ОБ ЭТНОГРАФИЧЕСКОМ АСПЕКТЕ ЯЗЫКОВЫХ ИЗМЕНЕНИЙ
Термин "языковое изменение" в том смысле, в каком его обычно употребляют, может относиться к двум областям: к внутренней истории, или исторической лингвистике - реконструкции праязыков на основе имеющихся сейчас исторических памятников, - и к внешней истории, или "истории языка" (Малькиль 1953), которая рассматривает изменения в структуре языка в их связи с социально-экономическим окружением. Оба типа исследований привлекали к себе достаточно большое внимание в прошлом, но все-таки именно первый из них (историко-лингвистические исследования) получил более непосредственный выигрыш от применения лингвистических методов и добился наиболее значительных успехов. За полтора столетия в этой области были разработаны приемы установления языковых законов, или звуковых соответствий, оказавшихся замечательно надежным свидетельством доисторического родства. И хотя многие частные вопросы применимости этого метода к тем или иным конкретным случаям еще не решены, общие принципы сравнительно-исторической реконструкции хорошо известны, результаты ее легко воспроизводятся, а сам метод принят как важное орудие лингвистических и исторических исследований.

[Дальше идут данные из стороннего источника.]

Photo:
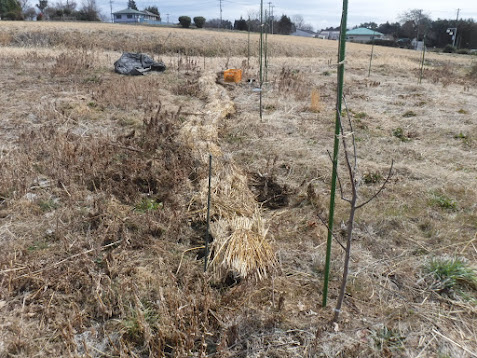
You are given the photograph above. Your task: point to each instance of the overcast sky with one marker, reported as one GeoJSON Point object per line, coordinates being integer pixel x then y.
{"type": "Point", "coordinates": [319, 14]}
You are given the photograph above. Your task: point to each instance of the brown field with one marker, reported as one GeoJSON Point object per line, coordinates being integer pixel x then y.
{"type": "Point", "coordinates": [103, 195]}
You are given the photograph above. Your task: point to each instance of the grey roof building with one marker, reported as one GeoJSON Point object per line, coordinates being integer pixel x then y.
{"type": "Point", "coordinates": [130, 16]}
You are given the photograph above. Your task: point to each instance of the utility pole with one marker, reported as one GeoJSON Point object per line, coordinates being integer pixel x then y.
{"type": "Point", "coordinates": [418, 28]}
{"type": "Point", "coordinates": [455, 33]}
{"type": "Point", "coordinates": [220, 2]}
{"type": "Point", "coordinates": [269, 7]}
{"type": "Point", "coordinates": [273, 18]}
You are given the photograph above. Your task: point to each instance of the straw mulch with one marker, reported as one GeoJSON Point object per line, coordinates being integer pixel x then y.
{"type": "Point", "coordinates": [240, 246]}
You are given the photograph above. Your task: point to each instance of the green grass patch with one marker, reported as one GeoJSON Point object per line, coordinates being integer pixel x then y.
{"type": "Point", "coordinates": [451, 274]}
{"type": "Point", "coordinates": [148, 204]}
{"type": "Point", "coordinates": [48, 205]}
{"type": "Point", "coordinates": [443, 201]}
{"type": "Point", "coordinates": [399, 133]}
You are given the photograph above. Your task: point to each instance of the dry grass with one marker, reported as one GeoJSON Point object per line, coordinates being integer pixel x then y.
{"type": "Point", "coordinates": [103, 189]}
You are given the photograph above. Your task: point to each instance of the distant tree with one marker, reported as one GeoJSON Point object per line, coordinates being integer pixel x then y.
{"type": "Point", "coordinates": [10, 10]}
{"type": "Point", "coordinates": [285, 26]}
{"type": "Point", "coordinates": [199, 21]}
{"type": "Point", "coordinates": [132, 5]}
{"type": "Point", "coordinates": [216, 23]}
{"type": "Point", "coordinates": [307, 27]}
{"type": "Point", "coordinates": [29, 13]}
{"type": "Point", "coordinates": [418, 20]}
{"type": "Point", "coordinates": [153, 9]}
{"type": "Point", "coordinates": [390, 29]}
{"type": "Point", "coordinates": [89, 11]}
{"type": "Point", "coordinates": [369, 25]}
{"type": "Point", "coordinates": [185, 21]}
{"type": "Point", "coordinates": [240, 25]}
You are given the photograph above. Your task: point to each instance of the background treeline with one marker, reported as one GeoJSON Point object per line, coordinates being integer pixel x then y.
{"type": "Point", "coordinates": [433, 30]}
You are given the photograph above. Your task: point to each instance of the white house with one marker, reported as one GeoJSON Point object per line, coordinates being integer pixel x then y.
{"type": "Point", "coordinates": [363, 35]}
{"type": "Point", "coordinates": [303, 33]}
{"type": "Point", "coordinates": [329, 35]}
{"type": "Point", "coordinates": [130, 16]}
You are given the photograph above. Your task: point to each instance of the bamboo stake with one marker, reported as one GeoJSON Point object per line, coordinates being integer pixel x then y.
{"type": "Point", "coordinates": [208, 216]}
{"type": "Point", "coordinates": [341, 63]}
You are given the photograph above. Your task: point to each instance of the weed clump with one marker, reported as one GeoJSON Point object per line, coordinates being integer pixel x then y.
{"type": "Point", "coordinates": [372, 178]}
{"type": "Point", "coordinates": [451, 274]}
{"type": "Point", "coordinates": [399, 133]}
{"type": "Point", "coordinates": [442, 201]}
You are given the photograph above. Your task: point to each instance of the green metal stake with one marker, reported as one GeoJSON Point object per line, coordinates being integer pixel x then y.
{"type": "Point", "coordinates": [207, 233]}
{"type": "Point", "coordinates": [339, 99]}
{"type": "Point", "coordinates": [248, 50]}
{"type": "Point", "coordinates": [266, 56]}
{"type": "Point", "coordinates": [371, 58]}
{"type": "Point", "coordinates": [421, 71]}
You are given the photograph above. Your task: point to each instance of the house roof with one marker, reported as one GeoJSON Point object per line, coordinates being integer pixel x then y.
{"type": "Point", "coordinates": [128, 11]}
{"type": "Point", "coordinates": [150, 13]}
{"type": "Point", "coordinates": [363, 32]}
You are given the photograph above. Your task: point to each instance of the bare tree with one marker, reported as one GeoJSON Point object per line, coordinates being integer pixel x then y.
{"type": "Point", "coordinates": [351, 163]}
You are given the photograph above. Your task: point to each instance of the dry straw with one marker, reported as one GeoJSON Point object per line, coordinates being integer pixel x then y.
{"type": "Point", "coordinates": [240, 246]}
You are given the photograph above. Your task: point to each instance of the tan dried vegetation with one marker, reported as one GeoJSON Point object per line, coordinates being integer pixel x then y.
{"type": "Point", "coordinates": [103, 187]}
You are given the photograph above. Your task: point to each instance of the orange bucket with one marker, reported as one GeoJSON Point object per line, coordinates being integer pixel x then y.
{"type": "Point", "coordinates": [233, 75]}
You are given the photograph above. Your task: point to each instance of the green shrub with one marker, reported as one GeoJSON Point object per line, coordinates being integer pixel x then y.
{"type": "Point", "coordinates": [185, 21]}
{"type": "Point", "coordinates": [372, 178]}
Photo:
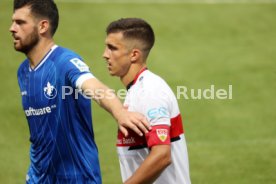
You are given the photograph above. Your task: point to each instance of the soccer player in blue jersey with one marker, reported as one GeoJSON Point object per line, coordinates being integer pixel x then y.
{"type": "Point", "coordinates": [59, 115]}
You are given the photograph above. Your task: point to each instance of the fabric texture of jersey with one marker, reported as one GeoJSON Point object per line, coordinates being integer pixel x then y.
{"type": "Point", "coordinates": [60, 121]}
{"type": "Point", "coordinates": [151, 96]}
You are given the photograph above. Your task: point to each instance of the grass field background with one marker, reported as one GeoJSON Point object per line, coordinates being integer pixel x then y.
{"type": "Point", "coordinates": [197, 44]}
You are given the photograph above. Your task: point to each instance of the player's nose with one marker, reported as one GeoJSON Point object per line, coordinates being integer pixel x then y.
{"type": "Point", "coordinates": [12, 28]}
{"type": "Point", "coordinates": [105, 54]}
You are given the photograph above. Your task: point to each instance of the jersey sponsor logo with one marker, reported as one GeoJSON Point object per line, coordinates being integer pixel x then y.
{"type": "Point", "coordinates": [157, 113]}
{"type": "Point", "coordinates": [80, 64]}
{"type": "Point", "coordinates": [50, 91]}
{"type": "Point", "coordinates": [162, 134]}
{"type": "Point", "coordinates": [38, 112]}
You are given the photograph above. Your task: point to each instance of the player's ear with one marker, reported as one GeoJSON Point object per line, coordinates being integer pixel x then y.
{"type": "Point", "coordinates": [43, 26]}
{"type": "Point", "coordinates": [135, 55]}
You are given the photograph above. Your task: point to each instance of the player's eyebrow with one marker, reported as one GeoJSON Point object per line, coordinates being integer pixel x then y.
{"type": "Point", "coordinates": [112, 47]}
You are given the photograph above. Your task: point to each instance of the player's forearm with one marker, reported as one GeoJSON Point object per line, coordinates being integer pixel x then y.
{"type": "Point", "coordinates": [152, 167]}
{"type": "Point", "coordinates": [103, 95]}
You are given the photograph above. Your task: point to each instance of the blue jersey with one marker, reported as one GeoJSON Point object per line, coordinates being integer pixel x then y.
{"type": "Point", "coordinates": [60, 121]}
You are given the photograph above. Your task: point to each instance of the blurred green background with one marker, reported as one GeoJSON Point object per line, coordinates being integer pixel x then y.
{"type": "Point", "coordinates": [197, 45]}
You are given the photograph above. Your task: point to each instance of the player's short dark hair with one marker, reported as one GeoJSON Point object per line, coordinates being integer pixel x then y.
{"type": "Point", "coordinates": [134, 28]}
{"type": "Point", "coordinates": [42, 9]}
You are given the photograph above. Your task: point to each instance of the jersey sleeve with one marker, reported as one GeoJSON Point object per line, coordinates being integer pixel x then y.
{"type": "Point", "coordinates": [78, 72]}
{"type": "Point", "coordinates": [156, 108]}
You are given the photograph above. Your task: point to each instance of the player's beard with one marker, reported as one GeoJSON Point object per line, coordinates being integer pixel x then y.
{"type": "Point", "coordinates": [28, 43]}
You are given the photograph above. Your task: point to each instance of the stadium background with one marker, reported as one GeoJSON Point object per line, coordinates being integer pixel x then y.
{"type": "Point", "coordinates": [198, 43]}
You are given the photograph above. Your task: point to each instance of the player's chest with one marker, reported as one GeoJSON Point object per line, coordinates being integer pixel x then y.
{"type": "Point", "coordinates": [38, 88]}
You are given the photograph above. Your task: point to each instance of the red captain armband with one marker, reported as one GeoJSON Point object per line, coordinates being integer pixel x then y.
{"type": "Point", "coordinates": [159, 135]}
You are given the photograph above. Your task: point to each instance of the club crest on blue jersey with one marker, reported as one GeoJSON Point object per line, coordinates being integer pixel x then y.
{"type": "Point", "coordinates": [80, 64]}
{"type": "Point", "coordinates": [50, 91]}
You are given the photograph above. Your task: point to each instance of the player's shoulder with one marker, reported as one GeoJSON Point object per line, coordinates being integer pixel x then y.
{"type": "Point", "coordinates": [152, 81]}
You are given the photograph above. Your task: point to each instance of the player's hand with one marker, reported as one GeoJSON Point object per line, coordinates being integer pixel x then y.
{"type": "Point", "coordinates": [134, 121]}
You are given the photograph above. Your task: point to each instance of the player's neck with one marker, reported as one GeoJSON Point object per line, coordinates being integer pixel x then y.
{"type": "Point", "coordinates": [133, 71]}
{"type": "Point", "coordinates": [39, 51]}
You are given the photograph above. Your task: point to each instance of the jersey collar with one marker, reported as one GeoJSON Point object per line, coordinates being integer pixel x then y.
{"type": "Point", "coordinates": [44, 58]}
{"type": "Point", "coordinates": [135, 78]}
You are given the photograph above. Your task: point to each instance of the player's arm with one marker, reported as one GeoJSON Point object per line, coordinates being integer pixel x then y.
{"type": "Point", "coordinates": [106, 98]}
{"type": "Point", "coordinates": [158, 159]}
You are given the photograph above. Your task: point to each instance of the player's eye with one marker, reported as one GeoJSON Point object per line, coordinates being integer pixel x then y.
{"type": "Point", "coordinates": [111, 47]}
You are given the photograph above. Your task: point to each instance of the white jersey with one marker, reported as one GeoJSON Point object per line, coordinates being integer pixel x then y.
{"type": "Point", "coordinates": [150, 95]}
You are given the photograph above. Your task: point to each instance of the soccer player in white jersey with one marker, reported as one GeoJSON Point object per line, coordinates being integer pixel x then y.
{"type": "Point", "coordinates": [63, 149]}
{"type": "Point", "coordinates": [160, 157]}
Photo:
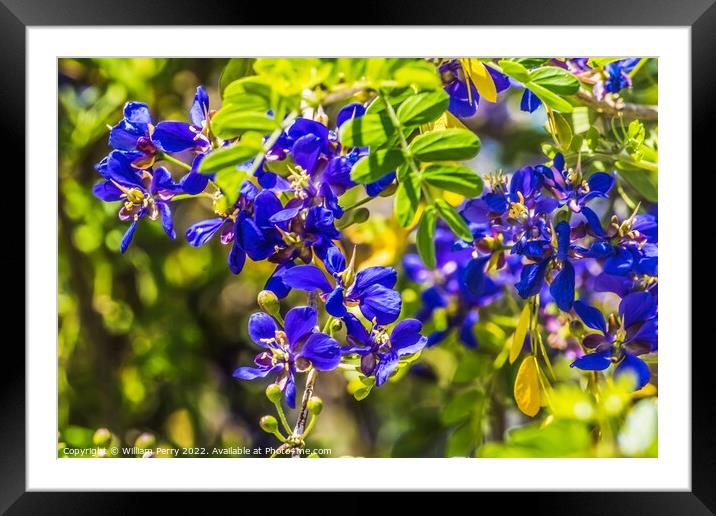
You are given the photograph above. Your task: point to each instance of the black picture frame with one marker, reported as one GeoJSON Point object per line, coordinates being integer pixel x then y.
{"type": "Point", "coordinates": [17, 15]}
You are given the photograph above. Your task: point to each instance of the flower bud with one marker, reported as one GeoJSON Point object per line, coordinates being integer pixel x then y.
{"type": "Point", "coordinates": [315, 405]}
{"type": "Point", "coordinates": [102, 437]}
{"type": "Point", "coordinates": [268, 424]}
{"type": "Point", "coordinates": [145, 440]}
{"type": "Point", "coordinates": [273, 393]}
{"type": "Point", "coordinates": [268, 301]}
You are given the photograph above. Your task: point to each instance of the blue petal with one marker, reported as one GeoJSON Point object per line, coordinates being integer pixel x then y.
{"type": "Point", "coordinates": [137, 113]}
{"type": "Point", "coordinates": [473, 276]}
{"type": "Point", "coordinates": [593, 221]}
{"type": "Point", "coordinates": [415, 269]}
{"type": "Point", "coordinates": [600, 182]}
{"type": "Point", "coordinates": [290, 390]}
{"type": "Point", "coordinates": [200, 106]}
{"type": "Point", "coordinates": [621, 263]}
{"type": "Point", "coordinates": [266, 205]}
{"type": "Point", "coordinates": [388, 363]}
{"type": "Point", "coordinates": [405, 339]}
{"type": "Point", "coordinates": [594, 361]}
{"type": "Point", "coordinates": [530, 102]}
{"type": "Point", "coordinates": [590, 316]}
{"type": "Point", "coordinates": [562, 287]}
{"type": "Point", "coordinates": [355, 330]}
{"type": "Point", "coordinates": [563, 239]}
{"type": "Point", "coordinates": [349, 112]}
{"type": "Point", "coordinates": [107, 191]}
{"type": "Point", "coordinates": [636, 367]}
{"type": "Point", "coordinates": [380, 303]}
{"type": "Point", "coordinates": [253, 240]}
{"type": "Point", "coordinates": [531, 279]}
{"type": "Point", "coordinates": [201, 232]}
{"type": "Point", "coordinates": [124, 135]}
{"type": "Point", "coordinates": [127, 239]}
{"type": "Point", "coordinates": [385, 276]}
{"type": "Point", "coordinates": [308, 278]}
{"type": "Point", "coordinates": [237, 258]}
{"type": "Point", "coordinates": [299, 322]}
{"type": "Point", "coordinates": [323, 352]}
{"type": "Point", "coordinates": [376, 187]}
{"type": "Point", "coordinates": [637, 307]}
{"type": "Point", "coordinates": [174, 136]}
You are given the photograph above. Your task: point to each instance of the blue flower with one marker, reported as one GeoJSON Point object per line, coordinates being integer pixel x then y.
{"type": "Point", "coordinates": [145, 193]}
{"type": "Point", "coordinates": [571, 190]}
{"type": "Point", "coordinates": [246, 226]}
{"type": "Point", "coordinates": [380, 352]}
{"type": "Point", "coordinates": [533, 275]}
{"type": "Point", "coordinates": [308, 232]}
{"type": "Point", "coordinates": [620, 339]}
{"type": "Point", "coordinates": [295, 348]}
{"type": "Point", "coordinates": [370, 289]}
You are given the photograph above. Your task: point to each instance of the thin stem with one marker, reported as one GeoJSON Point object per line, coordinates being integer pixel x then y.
{"type": "Point", "coordinates": [281, 448]}
{"type": "Point", "coordinates": [616, 108]}
{"type": "Point", "coordinates": [282, 417]}
{"type": "Point", "coordinates": [310, 426]}
{"type": "Point", "coordinates": [303, 413]}
{"type": "Point", "coordinates": [170, 159]}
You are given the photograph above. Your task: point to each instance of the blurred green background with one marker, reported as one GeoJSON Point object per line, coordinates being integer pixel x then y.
{"type": "Point", "coordinates": [148, 340]}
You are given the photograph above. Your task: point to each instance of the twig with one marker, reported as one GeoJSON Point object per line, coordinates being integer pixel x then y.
{"type": "Point", "coordinates": [303, 413]}
{"type": "Point", "coordinates": [616, 108]}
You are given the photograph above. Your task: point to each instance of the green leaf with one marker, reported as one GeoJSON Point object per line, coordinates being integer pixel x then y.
{"type": "Point", "coordinates": [407, 197]}
{"type": "Point", "coordinates": [376, 165]}
{"type": "Point", "coordinates": [446, 144]}
{"type": "Point", "coordinates": [247, 102]}
{"type": "Point", "coordinates": [366, 131]}
{"type": "Point", "coordinates": [423, 107]}
{"type": "Point", "coordinates": [424, 238]}
{"type": "Point", "coordinates": [235, 69]}
{"type": "Point", "coordinates": [515, 70]}
{"type": "Point", "coordinates": [580, 120]}
{"type": "Point", "coordinates": [230, 121]}
{"type": "Point", "coordinates": [453, 219]}
{"type": "Point", "coordinates": [557, 80]}
{"type": "Point", "coordinates": [551, 99]}
{"type": "Point", "coordinates": [462, 441]}
{"type": "Point", "coordinates": [224, 157]}
{"type": "Point", "coordinates": [420, 74]}
{"type": "Point", "coordinates": [643, 181]}
{"type": "Point", "coordinates": [460, 406]}
{"type": "Point", "coordinates": [458, 179]}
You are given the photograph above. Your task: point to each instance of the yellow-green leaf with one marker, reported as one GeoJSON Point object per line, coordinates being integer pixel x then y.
{"type": "Point", "coordinates": [527, 391]}
{"type": "Point", "coordinates": [481, 78]}
{"type": "Point", "coordinates": [518, 338]}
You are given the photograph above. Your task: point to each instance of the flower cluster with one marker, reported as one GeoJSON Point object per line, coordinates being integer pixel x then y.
{"type": "Point", "coordinates": [542, 234]}
{"type": "Point", "coordinates": [536, 230]}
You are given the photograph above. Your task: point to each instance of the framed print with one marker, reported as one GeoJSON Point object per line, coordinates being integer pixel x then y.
{"type": "Point", "coordinates": [426, 257]}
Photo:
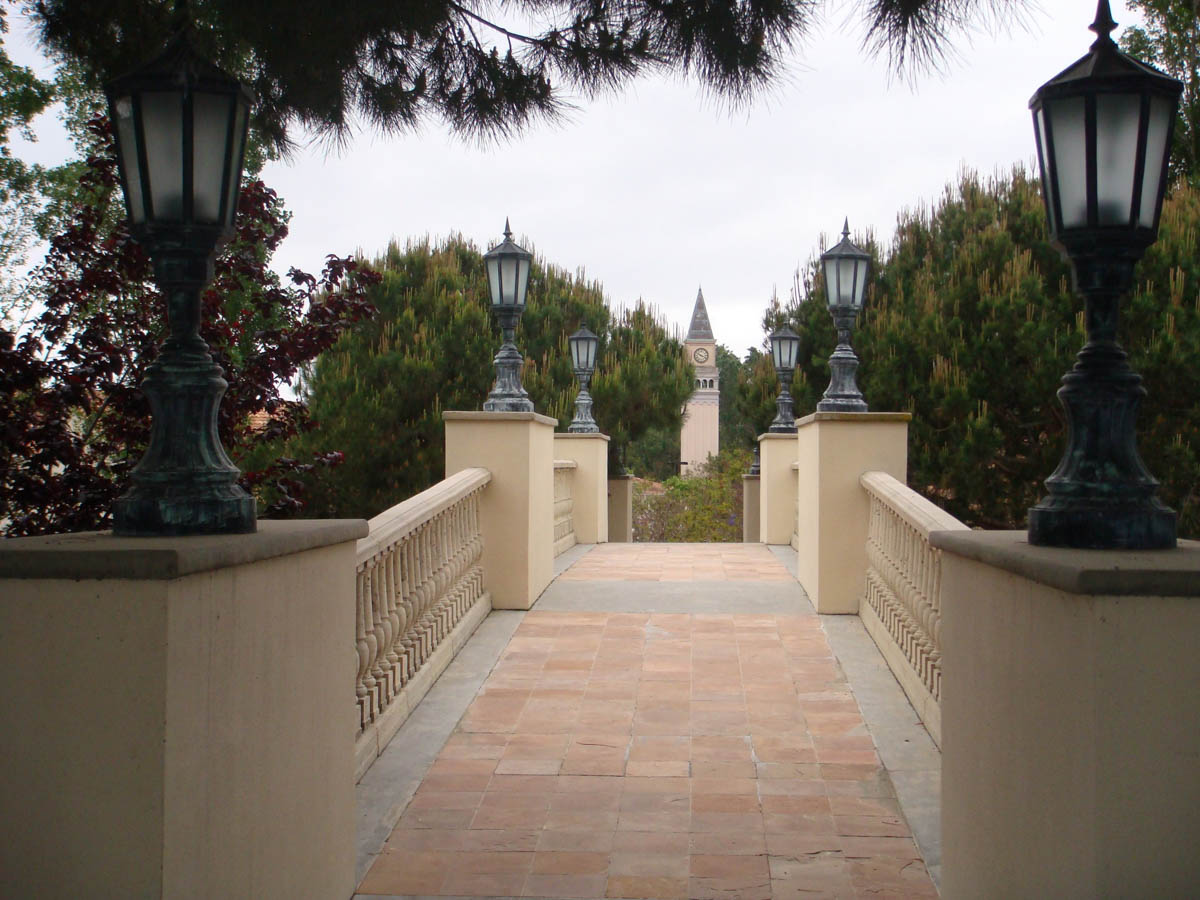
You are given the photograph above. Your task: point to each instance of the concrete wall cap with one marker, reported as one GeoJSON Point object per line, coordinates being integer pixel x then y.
{"type": "Point", "coordinates": [100, 555]}
{"type": "Point", "coordinates": [1101, 573]}
{"type": "Point", "coordinates": [577, 436]}
{"type": "Point", "coordinates": [457, 415]}
{"type": "Point", "coordinates": [853, 418]}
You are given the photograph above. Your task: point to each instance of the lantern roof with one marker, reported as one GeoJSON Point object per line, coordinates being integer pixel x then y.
{"type": "Point", "coordinates": [845, 247]}
{"type": "Point", "coordinates": [1105, 63]}
{"type": "Point", "coordinates": [700, 328]}
{"type": "Point", "coordinates": [183, 67]}
{"type": "Point", "coordinates": [508, 246]}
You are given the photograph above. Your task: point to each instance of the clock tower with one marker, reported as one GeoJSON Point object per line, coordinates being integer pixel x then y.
{"type": "Point", "coordinates": [701, 424]}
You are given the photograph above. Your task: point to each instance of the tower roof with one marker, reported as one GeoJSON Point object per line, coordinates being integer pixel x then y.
{"type": "Point", "coordinates": [700, 328]}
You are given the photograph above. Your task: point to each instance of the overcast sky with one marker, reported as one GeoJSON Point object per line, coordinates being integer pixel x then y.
{"type": "Point", "coordinates": [658, 191]}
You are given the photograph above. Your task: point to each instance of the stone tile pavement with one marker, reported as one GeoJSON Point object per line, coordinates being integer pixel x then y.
{"type": "Point", "coordinates": [645, 754]}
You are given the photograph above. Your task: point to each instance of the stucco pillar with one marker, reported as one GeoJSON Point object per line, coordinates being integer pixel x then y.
{"type": "Point", "coordinates": [1071, 719]}
{"type": "Point", "coordinates": [750, 485]}
{"type": "Point", "coordinates": [517, 508]}
{"type": "Point", "coordinates": [179, 714]}
{"type": "Point", "coordinates": [591, 491]}
{"type": "Point", "coordinates": [621, 509]}
{"type": "Point", "coordinates": [777, 487]}
{"type": "Point", "coordinates": [834, 450]}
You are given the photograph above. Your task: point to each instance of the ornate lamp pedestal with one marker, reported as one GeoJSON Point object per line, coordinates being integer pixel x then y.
{"type": "Point", "coordinates": [583, 423]}
{"type": "Point", "coordinates": [785, 421]}
{"type": "Point", "coordinates": [843, 394]}
{"type": "Point", "coordinates": [508, 395]}
{"type": "Point", "coordinates": [185, 484]}
{"type": "Point", "coordinates": [1101, 495]}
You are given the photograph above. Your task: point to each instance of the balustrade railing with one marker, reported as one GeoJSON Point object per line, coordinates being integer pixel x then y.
{"type": "Point", "coordinates": [903, 599]}
{"type": "Point", "coordinates": [419, 573]}
{"type": "Point", "coordinates": [564, 505]}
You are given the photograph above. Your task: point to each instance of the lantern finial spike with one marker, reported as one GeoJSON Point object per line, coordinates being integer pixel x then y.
{"type": "Point", "coordinates": [1103, 25]}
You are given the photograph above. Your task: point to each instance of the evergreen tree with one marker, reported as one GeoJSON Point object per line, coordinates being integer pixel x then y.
{"type": "Point", "coordinates": [481, 67]}
{"type": "Point", "coordinates": [381, 391]}
{"type": "Point", "coordinates": [1170, 40]}
{"type": "Point", "coordinates": [970, 323]}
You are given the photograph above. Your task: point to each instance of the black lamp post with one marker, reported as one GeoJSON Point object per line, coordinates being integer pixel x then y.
{"type": "Point", "coordinates": [1103, 131]}
{"type": "Point", "coordinates": [180, 126]}
{"type": "Point", "coordinates": [583, 354]}
{"type": "Point", "coordinates": [785, 346]}
{"type": "Point", "coordinates": [508, 276]}
{"type": "Point", "coordinates": [845, 275]}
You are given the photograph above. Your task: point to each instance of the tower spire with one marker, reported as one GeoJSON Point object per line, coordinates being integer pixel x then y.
{"type": "Point", "coordinates": [700, 328]}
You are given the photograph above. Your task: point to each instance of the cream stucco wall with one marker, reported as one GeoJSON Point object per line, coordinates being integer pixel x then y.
{"type": "Point", "coordinates": [185, 731]}
{"type": "Point", "coordinates": [750, 526]}
{"type": "Point", "coordinates": [777, 487]}
{"type": "Point", "coordinates": [621, 509]}
{"type": "Point", "coordinates": [834, 450]}
{"type": "Point", "coordinates": [517, 508]}
{"type": "Point", "coordinates": [591, 491]}
{"type": "Point", "coordinates": [1071, 724]}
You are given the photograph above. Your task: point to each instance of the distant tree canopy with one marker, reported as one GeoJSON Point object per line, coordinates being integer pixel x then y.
{"type": "Point", "coordinates": [484, 69]}
{"type": "Point", "coordinates": [381, 391]}
{"type": "Point", "coordinates": [970, 323]}
{"type": "Point", "coordinates": [1170, 40]}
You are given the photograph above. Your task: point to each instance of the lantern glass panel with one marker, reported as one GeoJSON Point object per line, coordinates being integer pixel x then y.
{"type": "Point", "coordinates": [1069, 163]}
{"type": "Point", "coordinates": [847, 286]}
{"type": "Point", "coordinates": [493, 279]}
{"type": "Point", "coordinates": [239, 145]}
{"type": "Point", "coordinates": [210, 130]}
{"type": "Point", "coordinates": [1117, 117]}
{"type": "Point", "coordinates": [509, 270]}
{"type": "Point", "coordinates": [162, 123]}
{"type": "Point", "coordinates": [1162, 111]}
{"type": "Point", "coordinates": [1039, 126]}
{"type": "Point", "coordinates": [522, 276]}
{"type": "Point", "coordinates": [126, 135]}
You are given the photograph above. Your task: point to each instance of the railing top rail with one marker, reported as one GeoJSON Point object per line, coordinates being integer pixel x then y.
{"type": "Point", "coordinates": [910, 505]}
{"type": "Point", "coordinates": [407, 516]}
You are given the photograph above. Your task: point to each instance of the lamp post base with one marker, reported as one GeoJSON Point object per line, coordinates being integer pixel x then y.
{"type": "Point", "coordinates": [1102, 526]}
{"type": "Point", "coordinates": [185, 484]}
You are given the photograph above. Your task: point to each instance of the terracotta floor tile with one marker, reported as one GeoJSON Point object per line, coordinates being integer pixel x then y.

В то же время к внешней истории языка до последнего времени формальный (структурный) анализ не применялся. Существует обширная литература о влиянии изменений в политике и экономике на речевое поведение, на возникновение литературных языков, на сдвиг в языке, на вытеснение одного языка другим, на образование "смешанных языков", языков типа пиджин, креольских языков, торговых жаргонов и т.п. Приводимые данные не оставляют сомнения в том, что указанные явления обусловлены социальными причинами, а не строением человеческого тела, климатом или географической средой, как полагали раньше. В ряде случаев была показана (прямая) соотнесенность с изменениями в обществе. Однако до сих пор у нас нет теории языка и общества, которая могла бы объяснить, как те или иные конкретные факторы социальной системы приводят к изменениям в языке и как языковые структуры меняются под воздействием этих факторов. Кроме того, до последнего времени структурная лингвистика уделяла мало внимания территориальным и социальным разновидностям языка в пределах единого культурного ареала - основному источнику сведений при лингвистическом изучении истории языка. Лингвисты занимались преимущественно разработкой методов, а это привело к тому, что изучались главным образом единые гомогенные грамматические системы. С другой стороны, исследователи речевого поведения в тех или иных конкретных коллективах обычно отрицали применимость формальных методов к их области изучения. История языка оказалась, таким образом, на периферии обеих дисциплин, темой для обсуждения, как сформулировал это Малькиль, "в дружеской обстановке конференц-зала, где лингвисты охотно обсуждают актуальные проблемы широкого масштаба со своими коллегами, интересующимися историей" (Малькиль 1953), но отнюдь не объектом строгого формального исследования.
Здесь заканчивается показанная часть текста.